Results: Individuals were screened at 72 sites in 12 countries and 330 participants with RRMS and 88 with SPMS (N=418) were randomised; 330 completed the study. Details of the safety/tolerability of opicinumab will be presented.
Conclusions: Safety/tolerability information is important for the ongoing clinical development of opicinumab; SYNERGY will provide valuable data, including the most suitable dose to use in potential future trials, based on efficacy, safety and tolerability assessments.
Disclosure: This study was supported by Biogen (Cambridge, MA, USA).
Stefanie Freeman, Yiwei Zhang, Lei Xu, Michelle Mellion and Diego Cadavid: employees of and stockholders in Biogen.
Krzysztof Selmaj: consultant/speaker for Biogen, Genzyme, Novartis, Ono, Roche, Synthon, and Teva.
Oscar Fernandez: consulting/advisor fees and research support from Actelion, Allergan, Almirall, Bayer HealthCare, Biogen, Genzyme, Merck Serono, Novartis, Roche, and Teva.
Luigi Grimaldi: serves on a scientific advisory board for Merck Serono; has received funding for travel or speaker honoraria from Merck Serono, Biogen, Sanofi-Aventis, Teva Pharmaceutical Industries Ltd. and Bayer HealthCare; and receives institutional research support from Biogen and the Serono Foundation.
Eli Silber and/or his unit has received support and/or speaker/consulting fees from the following companies: Bayer HealthCare, Biogen, Merck Serono, Novartis, Roche and Teva.
Gabriel Pardo: consultant/speaker for Biogen, EMD Serono, Genentech, Genzyme/Sanofi, Novartis and Teva.

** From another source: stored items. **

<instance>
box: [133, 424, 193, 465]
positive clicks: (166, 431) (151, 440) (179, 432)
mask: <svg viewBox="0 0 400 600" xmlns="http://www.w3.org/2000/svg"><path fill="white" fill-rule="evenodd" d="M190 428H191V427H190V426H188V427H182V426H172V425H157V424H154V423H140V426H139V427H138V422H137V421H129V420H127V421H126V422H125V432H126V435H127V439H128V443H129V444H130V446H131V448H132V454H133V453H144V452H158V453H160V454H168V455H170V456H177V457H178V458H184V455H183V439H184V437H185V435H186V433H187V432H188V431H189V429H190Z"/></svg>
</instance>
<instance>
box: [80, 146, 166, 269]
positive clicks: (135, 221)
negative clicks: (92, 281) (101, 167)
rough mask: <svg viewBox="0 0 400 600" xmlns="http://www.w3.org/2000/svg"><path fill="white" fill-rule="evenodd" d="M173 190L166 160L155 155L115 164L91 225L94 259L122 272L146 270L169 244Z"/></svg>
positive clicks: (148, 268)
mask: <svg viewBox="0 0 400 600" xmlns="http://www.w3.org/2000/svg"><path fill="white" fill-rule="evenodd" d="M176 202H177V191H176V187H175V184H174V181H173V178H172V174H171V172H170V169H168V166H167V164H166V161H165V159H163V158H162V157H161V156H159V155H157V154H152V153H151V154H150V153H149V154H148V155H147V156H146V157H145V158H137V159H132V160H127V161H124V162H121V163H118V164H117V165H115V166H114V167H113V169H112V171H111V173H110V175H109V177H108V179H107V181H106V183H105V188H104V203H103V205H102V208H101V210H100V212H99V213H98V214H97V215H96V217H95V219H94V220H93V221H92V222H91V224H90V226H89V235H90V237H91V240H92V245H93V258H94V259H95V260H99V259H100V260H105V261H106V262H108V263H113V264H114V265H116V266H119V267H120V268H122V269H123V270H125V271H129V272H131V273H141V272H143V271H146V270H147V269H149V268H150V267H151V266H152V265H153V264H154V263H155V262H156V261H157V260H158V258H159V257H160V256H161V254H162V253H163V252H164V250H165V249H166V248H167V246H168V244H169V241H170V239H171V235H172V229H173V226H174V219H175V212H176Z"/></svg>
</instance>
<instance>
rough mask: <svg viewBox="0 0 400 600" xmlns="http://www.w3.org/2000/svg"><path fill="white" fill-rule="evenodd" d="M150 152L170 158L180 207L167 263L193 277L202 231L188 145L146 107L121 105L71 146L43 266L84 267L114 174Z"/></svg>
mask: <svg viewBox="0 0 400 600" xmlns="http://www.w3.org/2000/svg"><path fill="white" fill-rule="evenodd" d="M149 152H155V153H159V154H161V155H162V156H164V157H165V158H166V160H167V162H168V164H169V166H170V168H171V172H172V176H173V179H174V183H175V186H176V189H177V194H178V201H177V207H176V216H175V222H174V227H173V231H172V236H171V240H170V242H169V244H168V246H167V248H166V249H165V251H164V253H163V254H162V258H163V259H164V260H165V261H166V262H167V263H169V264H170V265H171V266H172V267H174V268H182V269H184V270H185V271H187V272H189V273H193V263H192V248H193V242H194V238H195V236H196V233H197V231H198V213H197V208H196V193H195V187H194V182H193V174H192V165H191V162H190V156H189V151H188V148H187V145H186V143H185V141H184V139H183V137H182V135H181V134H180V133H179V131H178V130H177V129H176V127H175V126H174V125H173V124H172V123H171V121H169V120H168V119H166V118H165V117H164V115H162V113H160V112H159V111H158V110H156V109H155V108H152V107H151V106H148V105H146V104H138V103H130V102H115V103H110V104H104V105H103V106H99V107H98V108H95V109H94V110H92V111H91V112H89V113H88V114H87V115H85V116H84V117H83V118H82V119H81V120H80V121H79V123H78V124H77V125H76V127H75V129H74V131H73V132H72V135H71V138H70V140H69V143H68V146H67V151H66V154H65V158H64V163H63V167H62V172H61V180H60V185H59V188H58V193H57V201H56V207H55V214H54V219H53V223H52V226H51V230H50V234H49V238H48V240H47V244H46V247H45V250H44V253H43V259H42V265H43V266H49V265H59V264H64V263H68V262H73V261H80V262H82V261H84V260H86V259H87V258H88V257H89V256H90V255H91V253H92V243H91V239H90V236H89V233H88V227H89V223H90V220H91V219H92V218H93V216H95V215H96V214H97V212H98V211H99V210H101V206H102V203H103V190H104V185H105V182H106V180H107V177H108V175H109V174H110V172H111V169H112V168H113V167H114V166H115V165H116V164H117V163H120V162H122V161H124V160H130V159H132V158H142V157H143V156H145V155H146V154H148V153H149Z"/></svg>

S. Mitchell Freedman: serves on advisory boards for Biogen, Genentech, Genzyme, Novartis and Teva, and is on the adjunct faculty (non-reimbursed position) of the University of North Carolina, Chapel Hill.
Biogen provided funding for medical writing support in the development of this abstract. Becky Gardner PhD (Excel Scientific Solutions, Horsham, UK) wrote the first draft of the abstract based on input from authors. Biogen reviewed and provided feedback on the abstract. The authors had full editorial control of the abstract, and provided their final approval of all content.